Thursday, September 23, 2010

The 10 - 1 & 1 - 10 Exercise

This is a great way to mix it up when training with a buddy.

One of you starts with 10 reps of a certain exercise, and the other with a single rep of a different exercise. (You can adjust the maximum number if you are just starting out or if you want to increase the load)

Your rest between the reps should only be as long as it takes for your buddy to finish theirs.

Then the one doing 10 now does 9, while the one doing the single rep now does 2. And so on, till you both have either gone from 10 down to 1 or from 1 up to 10 on that first exercise.

This will give you each a tally of 55 reps completed on each exercise!
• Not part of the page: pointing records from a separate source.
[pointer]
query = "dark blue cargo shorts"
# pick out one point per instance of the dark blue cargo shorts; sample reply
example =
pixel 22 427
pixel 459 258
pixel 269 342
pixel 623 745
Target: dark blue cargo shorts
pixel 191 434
You now swap over exercises and the one who just completed 10-1, will begin at 1 going up to 10, and vice versa for your buddy.


Today's morning session had the team meet up at the Zoo Lake Jungle Gym, and our exercises of choice were predominately upper body. (Due to the overload of last night's Westcliff Stairs)

However, I must add that the quadrupedal walk down that immense flight of stairs did take it's toll on my shoulders a bit.

On the menu we had:
1) Regular pull-ups
2) Horizontal/Inverted pull-ups (Lower Back, Abs, plus Upper body muscles)
3) Incline press-ups
4) Decline press-ups

We're starting to think about a team name, and should have something within the next few weeks.